Writing the system tracks is definitely going to be the hard
part, all right. Because you need that to include a BIOS
that's specific to your hardware. I'm in the same spot with
regard to my BigBoard II, which I can boot a Xerox SSSD
floppy on but then I only get SSSD support, even though the
hardware and the drives support DSDD.
If you figure out how to do this I'd sure like to hear about it.

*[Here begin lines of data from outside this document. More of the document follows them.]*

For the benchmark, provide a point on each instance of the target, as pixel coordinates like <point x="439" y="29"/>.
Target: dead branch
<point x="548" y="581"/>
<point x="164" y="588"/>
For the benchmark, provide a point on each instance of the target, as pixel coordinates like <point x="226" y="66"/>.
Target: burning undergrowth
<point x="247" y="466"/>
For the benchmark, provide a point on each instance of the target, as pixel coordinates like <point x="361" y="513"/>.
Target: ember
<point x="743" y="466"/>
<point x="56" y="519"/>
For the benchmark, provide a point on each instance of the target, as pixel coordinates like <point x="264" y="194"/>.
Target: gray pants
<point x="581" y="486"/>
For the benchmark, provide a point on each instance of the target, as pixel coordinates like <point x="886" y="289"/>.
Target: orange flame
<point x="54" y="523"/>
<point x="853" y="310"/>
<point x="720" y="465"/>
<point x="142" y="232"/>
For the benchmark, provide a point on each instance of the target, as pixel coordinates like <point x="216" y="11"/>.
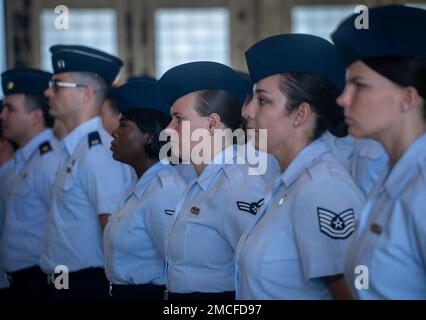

You might try using Dave Dunfield's ImageDisk program. Fill the
whole image with hex E5 except for a small "hello world" type
program in the boot sector and see if it runs. Once you get that
working, then put your real boot loader, CBIOS and CP/M in the
appropriate sectors on the first couple of tracks. You should
then be able to boot to an empty disk. Do some SAVEs to create
some files in the file system and then copy the disk back to the
PC using ImageDisk. Fill in the sectors of the SAVEd files with
real data in the disk image and write another disk.
I might...
The problem is, I don't _have_ an appropriate CBIOS for the BBII. Maybe I
oughta take another look, see what's out there on the 'net, as it's been a
while. I paid way too much for that machine when I bought it (as a kit) and
figured I'd defer the costs of the software until later on. Unfortunately
the software only came on 8" floppies, and it was quite some time after that
I actually acquired any, and I knew of very few people that had 'em. But
anyhow when the time finally arrived that I realized that I really should
have those sources it was too late, the company had gone out of business. I
did talk at some point around there to Jim Ferguson, who designed that
board, and he referred me to the guy who did the software (whose name
escapes me at the moment), and although I attempted to get in touch with him
I never did hear back from him.
There's some really nifty stuff in the rom, like the board looking at both
serial ports and the built-in stuff to determine where you are talking to it
from, adjusting the baud rate automatically in the case of a serial port or
the strobe polarity in the case of an ascii keyboard, and when I had the
thing in a box with drives hooked up I could tell it to read a sector and
it'd do so, doesn't matter what sector size or what density, I could even
stick a DOS floppy in there and keep hitting the 'r' key until you'd start
seeing directory entries in the DUMP-type display...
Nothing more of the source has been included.